For reasons best unexplained, Pun Salad Manor receives the AARP Bulletin. This caught my eye on the cover of the April 2010 issue:

Woman Loses
Home Over $68
Dental Bill

Whoa, that is an outrage. I turned to page 6, but you can read the article on the web here.

Summary: Ms. Capri Ramos of Salt Lake City was billed $67.72 for a dentist visit over 15 years ago. Unpaid, the bill was turned over to a collection agency. A judge ordered Ms. Ramos's house sold to pay the debt; it went up for auction in 1996 and was sold to "Jarmaccc Properties" for $1550. (Ramos had purchased the house for $51K.) Two years after that, Ramos learned that the house's title belonged to Jarmaccc, and she's been trying to get it back.

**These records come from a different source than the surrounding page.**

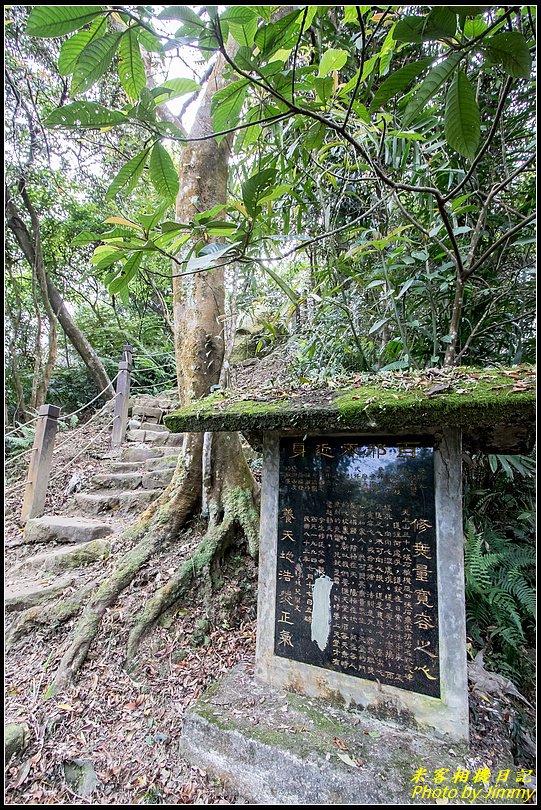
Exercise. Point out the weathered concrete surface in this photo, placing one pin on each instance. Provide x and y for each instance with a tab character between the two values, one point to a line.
148	411
496	413
15	739
166	462
34	593
120	480
152	426
142	453
64	558
157	478
272	747
64	529
444	716
94	503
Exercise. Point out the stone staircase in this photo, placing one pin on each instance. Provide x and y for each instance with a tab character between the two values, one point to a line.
67	544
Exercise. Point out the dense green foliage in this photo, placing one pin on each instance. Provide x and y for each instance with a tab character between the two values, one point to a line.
380	215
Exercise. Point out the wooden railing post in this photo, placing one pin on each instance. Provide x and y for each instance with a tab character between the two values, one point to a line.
122	395
39	468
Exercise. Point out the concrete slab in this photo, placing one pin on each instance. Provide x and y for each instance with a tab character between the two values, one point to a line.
64	558
154	427
53	528
273	747
119	480
94	503
24	595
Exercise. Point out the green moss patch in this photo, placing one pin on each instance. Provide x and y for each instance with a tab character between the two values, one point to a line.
497	404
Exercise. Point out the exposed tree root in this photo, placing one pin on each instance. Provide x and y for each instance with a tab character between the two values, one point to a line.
231	498
239	512
161	521
51	615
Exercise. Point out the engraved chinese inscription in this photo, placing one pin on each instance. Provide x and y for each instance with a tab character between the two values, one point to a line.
356	584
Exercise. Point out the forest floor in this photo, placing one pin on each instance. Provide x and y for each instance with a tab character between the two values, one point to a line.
127	726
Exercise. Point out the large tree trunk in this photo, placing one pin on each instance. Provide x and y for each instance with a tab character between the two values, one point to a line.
53	301
211	467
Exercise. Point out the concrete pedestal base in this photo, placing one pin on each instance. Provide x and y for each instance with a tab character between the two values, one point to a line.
273	747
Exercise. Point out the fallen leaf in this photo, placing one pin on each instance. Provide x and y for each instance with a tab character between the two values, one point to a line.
347	759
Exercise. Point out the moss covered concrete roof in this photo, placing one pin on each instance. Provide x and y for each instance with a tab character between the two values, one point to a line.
494	407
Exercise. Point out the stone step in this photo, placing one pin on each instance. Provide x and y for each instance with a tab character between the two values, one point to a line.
143	452
129	466
154	427
95	503
119	480
23	595
53	528
63	558
154	437
158	478
149	411
161	463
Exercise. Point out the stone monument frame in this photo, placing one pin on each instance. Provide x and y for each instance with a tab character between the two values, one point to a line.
447	715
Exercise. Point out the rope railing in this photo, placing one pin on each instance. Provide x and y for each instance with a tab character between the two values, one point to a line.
153	385
41	454
82	408
80	453
72	433
20	428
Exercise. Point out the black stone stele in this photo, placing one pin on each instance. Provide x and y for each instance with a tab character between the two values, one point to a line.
356	585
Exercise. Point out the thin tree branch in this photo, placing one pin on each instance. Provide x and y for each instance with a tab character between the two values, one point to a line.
507	235
488	140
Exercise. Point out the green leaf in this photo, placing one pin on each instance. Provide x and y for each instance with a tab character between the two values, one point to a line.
242	22
183	13
55	21
324	88
72	48
277	191
149	41
409	29
129	270
462	120
129	174
173	88
474	28
226	105
106	255
280	34
397	81
510	50
131	70
378	325
206	261
84	114
145	109
471	11
350	15
441	22
93	62
85	238
163	173
255	187
289	291
430	86
332	59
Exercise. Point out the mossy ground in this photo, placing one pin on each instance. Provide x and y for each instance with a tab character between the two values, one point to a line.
351	741
476	398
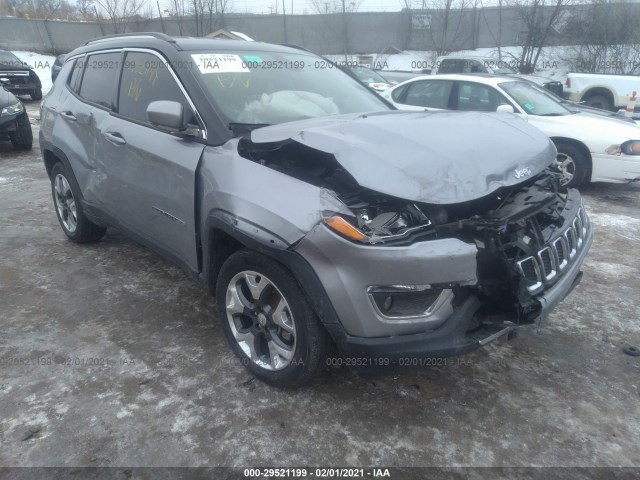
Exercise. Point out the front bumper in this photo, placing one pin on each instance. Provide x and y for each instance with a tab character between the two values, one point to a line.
348	270
462	325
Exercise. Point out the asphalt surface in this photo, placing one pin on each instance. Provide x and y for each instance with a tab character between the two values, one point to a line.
111	356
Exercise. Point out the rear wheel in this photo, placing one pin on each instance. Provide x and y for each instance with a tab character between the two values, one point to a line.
268	321
22	138
572	164
74	223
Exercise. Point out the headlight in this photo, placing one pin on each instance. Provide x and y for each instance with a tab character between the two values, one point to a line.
12	109
371	225
630	147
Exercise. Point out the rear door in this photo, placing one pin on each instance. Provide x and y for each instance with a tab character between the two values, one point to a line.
152	173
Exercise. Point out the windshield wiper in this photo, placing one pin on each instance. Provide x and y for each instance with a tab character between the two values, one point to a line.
243	129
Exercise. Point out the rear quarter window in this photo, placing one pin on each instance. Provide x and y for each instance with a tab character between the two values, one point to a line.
100	78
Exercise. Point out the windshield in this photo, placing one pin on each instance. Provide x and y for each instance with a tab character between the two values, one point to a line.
504	70
267	88
534	99
367	75
8	58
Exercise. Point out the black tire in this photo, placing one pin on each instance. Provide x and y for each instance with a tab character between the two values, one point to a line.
580	170
22	138
75	225
308	345
599	101
36	93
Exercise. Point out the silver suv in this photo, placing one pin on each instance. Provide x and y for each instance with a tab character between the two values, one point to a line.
317	214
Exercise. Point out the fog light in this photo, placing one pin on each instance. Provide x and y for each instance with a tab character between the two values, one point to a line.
387	304
404	301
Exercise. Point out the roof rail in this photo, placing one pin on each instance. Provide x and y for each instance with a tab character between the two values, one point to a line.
297	47
158	35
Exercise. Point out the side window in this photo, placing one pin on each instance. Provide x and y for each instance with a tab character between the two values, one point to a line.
75	73
478	97
145	79
100	77
429	93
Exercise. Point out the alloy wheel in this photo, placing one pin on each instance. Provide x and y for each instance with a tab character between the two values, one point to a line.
261	320
65	203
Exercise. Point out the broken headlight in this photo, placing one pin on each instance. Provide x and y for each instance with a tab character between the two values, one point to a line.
374	225
630	147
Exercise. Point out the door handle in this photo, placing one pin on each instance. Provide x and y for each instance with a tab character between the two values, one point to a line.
69	115
115	137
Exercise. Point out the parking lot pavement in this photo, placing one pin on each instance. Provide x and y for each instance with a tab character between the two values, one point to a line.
111	356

OK, really? I googled "Capri Ramos", and one of the first hits was this ABC News story. Headline:

Woman Loses Home Over $68 Dental Bill

I. e., exactly the same headline used by the AARP Bulletin.

I'm not accusing anyone of plagiarism; the stories are different enough, although the AARP version seems to be a Cliff's-Notes version of the ABC one.

The date on the ABC story caught my eye: May 22, 2008, nearly two years ago. Hence the title of this post. If, for space-filling purposes, the AARP needs to exhume stories of that age, dust them off, and present them as fresh, there's a silver lining: these "outrages" must be pretty darn rare.

Once you look beyond the scare headline, the story gets a lot more complex.

First, Ms. Ramos is still living in the house the headlines claimed she "lost". And she's still making mortgage payments on it. Arguably, both headlines are misleading.

Beyond the headlines' accuracy, the stories are one-sided, relying heavily on Ms. Ramos's version of events. Even so, they still invite skepticism. Most of the important things happened, it seems, without Ms. Ramos being aware. The AARP story says she "never received a subsequent bill" from the dentist; she says "she was not notified" of the original legal proceeding; she learned of her title loss "on a fluke". The ABC story notes the same obliviousness toward her legal and financial situation, and (to ABC's credit) quotes a couple folks who express skepticism.

And once you get beyond the MSM accounts, the story starts to get even more complex. If you enjoy reading PDF legal opinions, here's one from the Utah Court of Appeals from a few months back; it granted Ms. Ramos a another opportunity to undo the original 1996 sale. The history the court recounts is messy, hardly the simple morality tale AARP wants to sell you.

But the bottom line is: pay your bills, pay attention. Getting your name in the AARP Bulletin as the victim of an "outrage" is not an adequate reward for irresponsibility.